After this incoming messages will be forwarded to our server and from there to AWS IoT.

Storing data in DynamoDB

AWS IoT is ‘just’ a message broker, and does not store historical data. But it also contains a rules engine, and thus we can create a rule which will store the data in a DynamoDB database. First go into the DynamoDB dashboard and create a new table with the following properties.

You might realize that timestamp is a string here, which seems weird, but unfortunately due to a bug in AWS IoT, the range key has to be of type string. Annoying.

Creating IAM role and policy

Next, we’ll need to create a IAM role which is allowed to read / write data to this table. Go to IAM, and create a new Role.

On the Role Type, choose ‘Data pipeline’.

After creating the role, create a new policy with the following policy document (notice the table name).

Go back to the Role, and choose to add a new policy, and pick the one we just added.

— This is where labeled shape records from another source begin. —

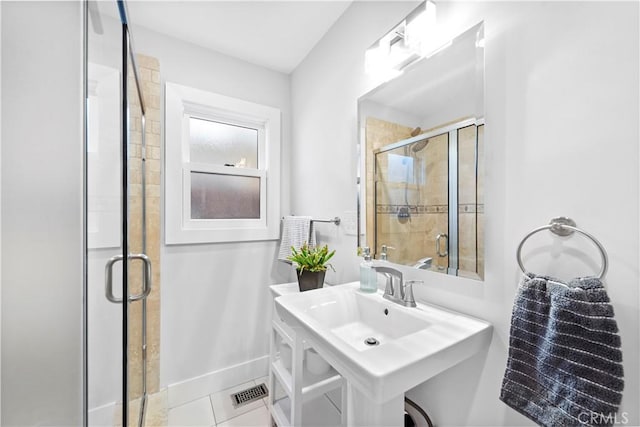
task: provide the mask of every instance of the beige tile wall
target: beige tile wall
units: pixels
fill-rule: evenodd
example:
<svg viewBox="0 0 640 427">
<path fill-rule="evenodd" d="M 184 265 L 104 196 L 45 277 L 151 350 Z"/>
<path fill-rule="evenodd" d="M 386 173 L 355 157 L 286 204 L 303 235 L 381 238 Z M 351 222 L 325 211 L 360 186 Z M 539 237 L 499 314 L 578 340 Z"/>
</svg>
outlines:
<svg viewBox="0 0 640 427">
<path fill-rule="evenodd" d="M 428 144 L 418 152 L 406 152 L 404 148 L 393 150 L 395 154 L 414 157 L 415 167 L 426 170 L 424 183 L 386 182 L 388 156 L 381 154 L 374 158 L 373 151 L 385 145 L 409 138 L 413 128 L 384 120 L 367 119 L 366 125 L 366 203 L 367 237 L 373 246 L 374 230 L 379 254 L 382 245 L 389 250 L 389 260 L 399 264 L 411 264 L 425 257 L 434 259 L 434 266 L 448 266 L 448 257 L 437 257 L 435 238 L 440 233 L 448 233 L 448 137 L 439 135 L 429 139 Z M 409 149 L 410 150 L 410 149 Z M 377 161 L 378 182 L 375 186 L 373 164 Z M 405 205 L 404 189 L 410 207 L 409 218 L 398 218 L 397 208 Z M 375 191 L 373 190 L 375 188 Z M 402 197 L 398 198 L 401 194 Z M 374 198 L 375 195 L 375 198 Z M 395 195 L 395 197 L 393 196 Z M 374 205 L 377 200 L 377 206 Z M 377 215 L 377 224 L 375 222 Z"/>
<path fill-rule="evenodd" d="M 160 64 L 157 59 L 137 56 L 140 83 L 146 108 L 146 254 L 152 264 L 152 292 L 147 298 L 147 391 L 160 386 Z M 135 81 L 129 72 L 129 252 L 142 252 L 142 125 Z M 130 293 L 142 292 L 142 263 L 132 261 Z M 142 302 L 129 304 L 129 394 L 142 393 Z"/>
<path fill-rule="evenodd" d="M 418 259 L 431 257 L 435 268 L 445 269 L 448 267 L 449 260 L 448 257 L 437 255 L 436 237 L 438 234 L 449 232 L 448 135 L 442 134 L 430 138 L 426 147 L 417 152 L 411 151 L 410 148 L 409 151 L 405 148 L 391 151 L 391 153 L 414 157 L 415 167 L 426 171 L 425 182 L 405 184 L 388 182 L 388 156 L 385 154 L 374 156 L 373 151 L 408 138 L 412 128 L 369 117 L 365 130 L 368 244 L 373 246 L 375 231 L 377 239 L 376 247 L 372 248 L 374 254 L 379 254 L 384 244 L 395 248 L 389 251 L 389 260 L 392 262 L 412 264 Z M 484 276 L 483 135 L 483 126 L 480 126 L 477 131 L 475 126 L 469 126 L 460 129 L 458 133 L 459 270 L 477 272 L 480 277 Z M 477 177 L 476 154 L 478 156 Z M 377 162 L 377 186 L 374 185 L 376 181 L 374 162 Z M 410 217 L 398 218 L 397 210 L 406 205 L 405 188 Z"/>
</svg>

Then change the trust policy and write iot here.

Creating an IoT role

Now go back to AWS IoT and choose to create a new role. We said before that we publish messages under lora/APPID/DEVICEID, so subscribe to all messages under lora/. We then publish to DynamoDB under APPID/DEVICEID.

Now after we publish a message it shows up in DynamoDB… Victory!

FYI, the raw_payload is encoded as base64.

Concluding

Now we have all the bits and pieces in place. We use AWS IoT as our MQTT broker and DynamoDB to store our historical data. When we want to consume the data we can take any MQTT library to get events from our sensor, and we can use the AWS SDK to get historical data from DynamoDB. For an example of how to integrate everything in node.js, take a look here.

In general I think that AWS has a nice product, but setting it up is a big PITA, and when something goes wrong you’re basically in the dark, as I couldn’t manage to set up log files either. When everything runs it’s a nice experience, and a great fit for IoT developers, so let’s hope Amazon gets their onboarding experience straight.